We assume that you have already installed and properly configured python, latest pip, latest setuptools and docker that has access to pull images from the DockerHub. If something is missing or should be updated refer to the Installation or Troubleshooting sections

  1. Install cwl-airflow

    $ pip install cwl-airflow --find-links https://michael-kotliar.github.io/cwl-airflow-wheels/ # --user
    

    --user - explained here

  2. Init configuration

    $ cwl-airflow init
    
  3. Run demo

    $ cwl-airflow demo --auto
    

    For every submitted workflow you will get the following information

    CWL-Airflow demo mode
    Process demo workflow 1/3
    Load workflow
    - workflow:    # path from where we load the workflow file
    - job:         # path from where we load the input parameters file
    - uid:         # unique identifier for the submitted job
    Save job file as
    -              # path where we save submitted job for CWL-Airflow to run
    

    uid - the unique identifier used for DAG ID and output folder name generation.

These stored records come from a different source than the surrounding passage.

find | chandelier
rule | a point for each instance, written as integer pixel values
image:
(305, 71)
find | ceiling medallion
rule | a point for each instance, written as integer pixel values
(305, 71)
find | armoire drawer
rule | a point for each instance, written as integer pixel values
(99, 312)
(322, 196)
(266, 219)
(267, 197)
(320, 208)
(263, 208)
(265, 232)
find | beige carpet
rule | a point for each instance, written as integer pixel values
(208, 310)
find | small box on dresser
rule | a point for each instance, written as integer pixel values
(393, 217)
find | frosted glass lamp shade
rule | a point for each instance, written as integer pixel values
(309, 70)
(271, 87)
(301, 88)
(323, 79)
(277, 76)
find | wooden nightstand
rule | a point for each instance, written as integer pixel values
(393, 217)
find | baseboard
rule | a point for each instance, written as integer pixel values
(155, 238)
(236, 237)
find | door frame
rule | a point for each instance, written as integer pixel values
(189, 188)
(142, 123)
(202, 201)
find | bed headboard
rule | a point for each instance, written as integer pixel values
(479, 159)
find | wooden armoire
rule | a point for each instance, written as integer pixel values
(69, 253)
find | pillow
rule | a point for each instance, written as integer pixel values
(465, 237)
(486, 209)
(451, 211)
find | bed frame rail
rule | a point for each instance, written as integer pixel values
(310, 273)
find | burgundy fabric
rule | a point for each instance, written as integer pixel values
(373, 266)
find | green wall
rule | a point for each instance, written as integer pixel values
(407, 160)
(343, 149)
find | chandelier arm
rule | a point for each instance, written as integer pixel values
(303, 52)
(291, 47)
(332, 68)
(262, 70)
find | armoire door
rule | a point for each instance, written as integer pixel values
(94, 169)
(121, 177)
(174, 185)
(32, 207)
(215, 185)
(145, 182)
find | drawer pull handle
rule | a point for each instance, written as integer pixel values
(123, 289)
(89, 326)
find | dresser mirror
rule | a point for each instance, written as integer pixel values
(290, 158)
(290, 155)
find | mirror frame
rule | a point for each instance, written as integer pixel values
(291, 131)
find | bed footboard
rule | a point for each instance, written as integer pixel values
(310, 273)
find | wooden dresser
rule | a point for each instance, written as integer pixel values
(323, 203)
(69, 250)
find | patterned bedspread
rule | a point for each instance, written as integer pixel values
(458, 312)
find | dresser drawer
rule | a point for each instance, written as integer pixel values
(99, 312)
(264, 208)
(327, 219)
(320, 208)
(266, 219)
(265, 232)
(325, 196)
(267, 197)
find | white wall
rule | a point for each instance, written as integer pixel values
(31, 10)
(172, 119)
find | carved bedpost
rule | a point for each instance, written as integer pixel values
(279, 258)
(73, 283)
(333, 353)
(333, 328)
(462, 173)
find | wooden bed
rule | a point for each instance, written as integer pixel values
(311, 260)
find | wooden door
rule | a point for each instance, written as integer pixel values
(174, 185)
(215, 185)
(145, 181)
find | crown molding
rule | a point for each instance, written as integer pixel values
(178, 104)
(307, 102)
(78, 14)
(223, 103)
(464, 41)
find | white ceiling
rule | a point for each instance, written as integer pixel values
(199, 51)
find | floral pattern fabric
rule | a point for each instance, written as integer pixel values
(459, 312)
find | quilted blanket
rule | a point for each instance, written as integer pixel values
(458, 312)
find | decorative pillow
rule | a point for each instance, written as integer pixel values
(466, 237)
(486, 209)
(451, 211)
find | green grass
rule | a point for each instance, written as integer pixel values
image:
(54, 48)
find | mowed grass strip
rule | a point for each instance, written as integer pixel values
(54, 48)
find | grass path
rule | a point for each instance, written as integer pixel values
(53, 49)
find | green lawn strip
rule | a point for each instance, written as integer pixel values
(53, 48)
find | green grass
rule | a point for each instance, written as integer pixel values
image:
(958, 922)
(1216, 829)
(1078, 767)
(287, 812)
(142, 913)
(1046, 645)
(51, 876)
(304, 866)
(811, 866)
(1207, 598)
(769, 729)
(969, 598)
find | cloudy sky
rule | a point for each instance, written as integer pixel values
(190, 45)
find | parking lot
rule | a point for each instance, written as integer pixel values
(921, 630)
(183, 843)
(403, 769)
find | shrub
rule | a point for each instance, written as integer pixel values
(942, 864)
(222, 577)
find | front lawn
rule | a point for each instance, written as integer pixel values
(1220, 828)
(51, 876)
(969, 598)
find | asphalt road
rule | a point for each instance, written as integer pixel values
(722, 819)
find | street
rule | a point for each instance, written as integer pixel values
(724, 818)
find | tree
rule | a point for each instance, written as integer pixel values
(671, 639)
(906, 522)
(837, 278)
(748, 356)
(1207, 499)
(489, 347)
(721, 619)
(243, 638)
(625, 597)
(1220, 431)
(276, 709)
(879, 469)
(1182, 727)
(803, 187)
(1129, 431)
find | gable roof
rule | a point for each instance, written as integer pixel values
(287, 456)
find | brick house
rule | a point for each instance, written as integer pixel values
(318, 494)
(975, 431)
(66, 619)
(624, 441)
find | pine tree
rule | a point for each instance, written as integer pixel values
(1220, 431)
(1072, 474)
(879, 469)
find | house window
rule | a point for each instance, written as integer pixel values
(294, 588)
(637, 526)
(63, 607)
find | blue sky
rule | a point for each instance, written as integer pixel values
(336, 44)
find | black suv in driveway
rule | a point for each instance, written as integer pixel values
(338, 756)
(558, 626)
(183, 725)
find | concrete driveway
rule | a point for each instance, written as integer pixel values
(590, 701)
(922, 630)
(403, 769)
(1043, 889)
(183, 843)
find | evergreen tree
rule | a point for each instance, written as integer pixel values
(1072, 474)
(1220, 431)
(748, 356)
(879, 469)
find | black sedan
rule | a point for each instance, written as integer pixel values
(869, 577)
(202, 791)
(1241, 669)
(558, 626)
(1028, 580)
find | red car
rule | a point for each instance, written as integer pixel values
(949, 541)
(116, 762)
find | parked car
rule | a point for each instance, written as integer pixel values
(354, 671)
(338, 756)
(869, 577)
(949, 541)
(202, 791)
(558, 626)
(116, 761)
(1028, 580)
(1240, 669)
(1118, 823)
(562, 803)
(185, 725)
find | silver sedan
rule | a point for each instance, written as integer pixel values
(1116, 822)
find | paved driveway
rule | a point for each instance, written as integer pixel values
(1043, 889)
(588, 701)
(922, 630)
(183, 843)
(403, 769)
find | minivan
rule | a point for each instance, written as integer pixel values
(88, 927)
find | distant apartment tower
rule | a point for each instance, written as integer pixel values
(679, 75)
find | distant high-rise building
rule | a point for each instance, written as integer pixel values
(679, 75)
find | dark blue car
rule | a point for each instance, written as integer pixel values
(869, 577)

  4. When all demo wokrflows are submitted the program will provide you with the link for Airflow Webserver (by default it is accessible from your localhost:8080). It may take some time (usually less then half a minute) for Airflow Webserver to load and display all the data

Airflow Webserver

  1. On completion the workflow results will be saved in the current folder

VirtualBox

In order to run CWL-Airflow virtual machine you have to install Vagrant and VirtualBox. The host machine should have access to the Internet, at least 8 CPUs and 16 GB of RAM.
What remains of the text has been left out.